I have just got around to a serious look at this, originally my assumption was that it was the remote failing to work properly..

It is a large portable electric fan, three speed, timer to go off, variable direction, with a random function. Control is via IR remote or buttons on the fan. As the control IC it uses a SC8206 18 pin, with green LED to indicate function and a tiny piezo buzzer.

The original problem was it sometimes failed to respond to the remote, which became worse over time. Then the buttons on the unit itself became iffy.
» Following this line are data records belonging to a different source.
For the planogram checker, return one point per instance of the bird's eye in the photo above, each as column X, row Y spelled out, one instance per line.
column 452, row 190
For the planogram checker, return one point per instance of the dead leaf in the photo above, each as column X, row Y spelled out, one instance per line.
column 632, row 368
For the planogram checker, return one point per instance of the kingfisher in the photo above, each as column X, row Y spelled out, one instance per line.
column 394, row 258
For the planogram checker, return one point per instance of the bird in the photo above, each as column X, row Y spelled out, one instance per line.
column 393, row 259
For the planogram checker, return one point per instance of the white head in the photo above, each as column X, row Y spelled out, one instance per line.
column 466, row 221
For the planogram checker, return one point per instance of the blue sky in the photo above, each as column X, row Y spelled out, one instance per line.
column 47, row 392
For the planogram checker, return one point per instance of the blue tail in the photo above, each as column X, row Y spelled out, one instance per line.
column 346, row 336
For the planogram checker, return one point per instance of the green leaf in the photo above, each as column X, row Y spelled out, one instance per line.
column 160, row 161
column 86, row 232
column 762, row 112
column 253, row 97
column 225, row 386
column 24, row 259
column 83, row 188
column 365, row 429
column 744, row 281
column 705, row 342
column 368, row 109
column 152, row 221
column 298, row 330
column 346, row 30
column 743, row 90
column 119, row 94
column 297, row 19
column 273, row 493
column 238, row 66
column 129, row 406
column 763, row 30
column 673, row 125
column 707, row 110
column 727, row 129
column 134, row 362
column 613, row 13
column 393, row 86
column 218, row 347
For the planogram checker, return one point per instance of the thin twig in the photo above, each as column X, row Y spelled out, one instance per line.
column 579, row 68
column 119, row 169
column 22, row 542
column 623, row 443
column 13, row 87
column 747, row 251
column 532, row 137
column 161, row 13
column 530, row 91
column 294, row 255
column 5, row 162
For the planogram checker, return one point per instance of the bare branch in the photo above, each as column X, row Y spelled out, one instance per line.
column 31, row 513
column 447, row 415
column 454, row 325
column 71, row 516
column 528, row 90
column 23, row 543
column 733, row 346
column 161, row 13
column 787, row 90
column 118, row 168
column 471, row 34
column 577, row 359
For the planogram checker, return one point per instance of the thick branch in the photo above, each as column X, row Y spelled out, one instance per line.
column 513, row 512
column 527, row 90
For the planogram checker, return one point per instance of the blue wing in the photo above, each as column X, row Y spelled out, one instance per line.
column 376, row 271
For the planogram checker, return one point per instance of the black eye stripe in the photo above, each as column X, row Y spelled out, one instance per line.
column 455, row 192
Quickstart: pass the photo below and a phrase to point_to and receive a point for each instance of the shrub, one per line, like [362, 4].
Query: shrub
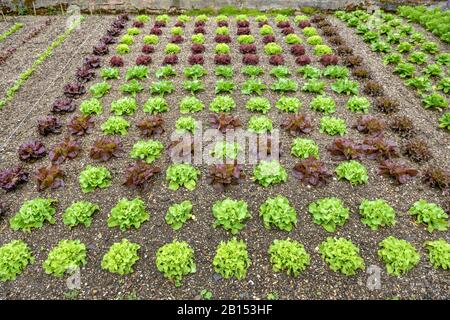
[353, 171]
[258, 104]
[178, 214]
[128, 214]
[376, 213]
[230, 214]
[121, 257]
[33, 214]
[288, 104]
[398, 255]
[279, 213]
[148, 151]
[91, 106]
[304, 148]
[94, 177]
[11, 178]
[260, 124]
[124, 106]
[439, 253]
[66, 256]
[14, 258]
[332, 126]
[268, 173]
[182, 175]
[345, 86]
[358, 104]
[156, 105]
[175, 260]
[430, 214]
[231, 259]
[222, 104]
[80, 212]
[288, 255]
[341, 255]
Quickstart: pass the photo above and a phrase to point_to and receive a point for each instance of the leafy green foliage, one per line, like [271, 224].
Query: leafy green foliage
[279, 213]
[258, 104]
[399, 255]
[430, 214]
[14, 258]
[376, 213]
[80, 212]
[341, 255]
[115, 125]
[124, 106]
[329, 213]
[290, 256]
[68, 255]
[182, 174]
[288, 104]
[231, 259]
[156, 105]
[175, 260]
[345, 86]
[147, 150]
[323, 104]
[268, 173]
[332, 126]
[91, 106]
[121, 257]
[191, 104]
[94, 177]
[253, 86]
[260, 124]
[438, 253]
[222, 104]
[352, 171]
[178, 214]
[230, 214]
[358, 104]
[128, 214]
[33, 214]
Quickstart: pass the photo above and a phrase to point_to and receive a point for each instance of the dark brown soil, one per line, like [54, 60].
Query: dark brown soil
[318, 282]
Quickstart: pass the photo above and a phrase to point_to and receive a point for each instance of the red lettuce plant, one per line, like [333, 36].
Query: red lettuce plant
[63, 105]
[252, 59]
[312, 172]
[303, 60]
[116, 61]
[328, 59]
[11, 178]
[222, 175]
[74, 90]
[297, 50]
[80, 125]
[297, 124]
[170, 59]
[224, 122]
[197, 48]
[247, 48]
[32, 150]
[105, 148]
[139, 174]
[143, 60]
[49, 124]
[147, 49]
[397, 170]
[150, 126]
[196, 59]
[65, 150]
[49, 177]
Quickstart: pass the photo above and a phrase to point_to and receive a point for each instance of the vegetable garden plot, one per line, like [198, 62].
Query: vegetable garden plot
[94, 180]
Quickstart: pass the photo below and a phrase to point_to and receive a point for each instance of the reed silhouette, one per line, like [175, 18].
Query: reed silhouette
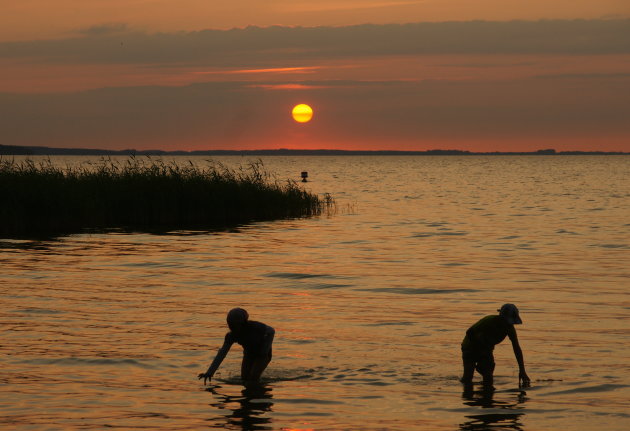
[40, 198]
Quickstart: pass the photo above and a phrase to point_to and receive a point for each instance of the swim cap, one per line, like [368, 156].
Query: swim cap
[510, 313]
[237, 315]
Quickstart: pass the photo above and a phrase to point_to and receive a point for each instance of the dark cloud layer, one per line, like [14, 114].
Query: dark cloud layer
[114, 43]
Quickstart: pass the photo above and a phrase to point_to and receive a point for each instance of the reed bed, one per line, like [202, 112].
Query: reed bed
[39, 198]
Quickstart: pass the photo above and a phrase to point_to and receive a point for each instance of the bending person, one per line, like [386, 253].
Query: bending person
[479, 342]
[256, 339]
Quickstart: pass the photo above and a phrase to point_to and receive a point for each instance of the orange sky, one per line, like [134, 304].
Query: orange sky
[148, 74]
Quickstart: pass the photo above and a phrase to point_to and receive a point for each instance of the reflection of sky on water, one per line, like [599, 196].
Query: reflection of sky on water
[246, 410]
[506, 415]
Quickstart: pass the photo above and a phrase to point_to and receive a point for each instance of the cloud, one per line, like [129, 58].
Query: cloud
[253, 46]
[104, 29]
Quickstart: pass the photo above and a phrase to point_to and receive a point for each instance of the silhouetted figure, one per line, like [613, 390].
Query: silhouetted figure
[256, 339]
[479, 342]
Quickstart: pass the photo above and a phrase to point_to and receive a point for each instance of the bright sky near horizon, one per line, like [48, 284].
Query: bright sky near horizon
[489, 75]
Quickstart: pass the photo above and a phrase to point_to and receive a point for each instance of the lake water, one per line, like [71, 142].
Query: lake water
[369, 305]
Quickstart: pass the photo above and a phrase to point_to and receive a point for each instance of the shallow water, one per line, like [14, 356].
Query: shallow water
[369, 305]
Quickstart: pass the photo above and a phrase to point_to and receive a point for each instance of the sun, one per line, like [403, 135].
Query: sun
[302, 113]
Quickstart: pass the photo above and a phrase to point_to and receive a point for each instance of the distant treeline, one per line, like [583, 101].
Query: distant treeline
[41, 199]
[50, 151]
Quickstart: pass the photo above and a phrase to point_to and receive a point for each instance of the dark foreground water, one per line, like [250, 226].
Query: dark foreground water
[369, 305]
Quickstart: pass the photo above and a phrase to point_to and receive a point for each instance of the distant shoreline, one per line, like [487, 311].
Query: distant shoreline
[14, 150]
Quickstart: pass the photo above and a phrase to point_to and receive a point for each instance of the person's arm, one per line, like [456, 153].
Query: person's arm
[518, 354]
[221, 354]
[268, 340]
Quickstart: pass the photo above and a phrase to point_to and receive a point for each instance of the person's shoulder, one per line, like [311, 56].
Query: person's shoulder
[253, 324]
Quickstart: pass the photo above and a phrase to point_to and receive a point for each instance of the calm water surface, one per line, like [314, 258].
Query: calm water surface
[369, 305]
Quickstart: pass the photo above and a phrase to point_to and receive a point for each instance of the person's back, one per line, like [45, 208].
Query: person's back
[478, 345]
[256, 339]
[487, 332]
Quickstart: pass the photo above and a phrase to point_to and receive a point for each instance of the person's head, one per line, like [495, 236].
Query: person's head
[510, 313]
[237, 317]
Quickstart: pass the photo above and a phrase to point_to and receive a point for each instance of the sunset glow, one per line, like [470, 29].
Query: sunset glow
[302, 113]
[392, 74]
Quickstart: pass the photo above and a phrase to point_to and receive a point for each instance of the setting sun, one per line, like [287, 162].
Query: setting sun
[302, 113]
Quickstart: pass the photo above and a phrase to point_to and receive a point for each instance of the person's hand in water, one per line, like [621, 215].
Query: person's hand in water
[205, 377]
[523, 379]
It uses a capacitive type power supply, with an X rated cap from the mains, followed by diodes and resistors, a smoothing cap, then a zenor. Which is supposed to provide 5v to the control system. With nothing running, no LED's lit, it does provide the 5v, but that falls to around

3v when anything is powered, any current is drawn. I can turn it off via a button on the unit, the remote will then work to turn it back on, but no further response to remote - obviously because the rail voltage has fallen to 3v.

Prace your bets on the likely failure mode? X rated cap, diode rectifier, smoothing cap maybe? To be fair, the smoothing cap looks fine and is rated 16v.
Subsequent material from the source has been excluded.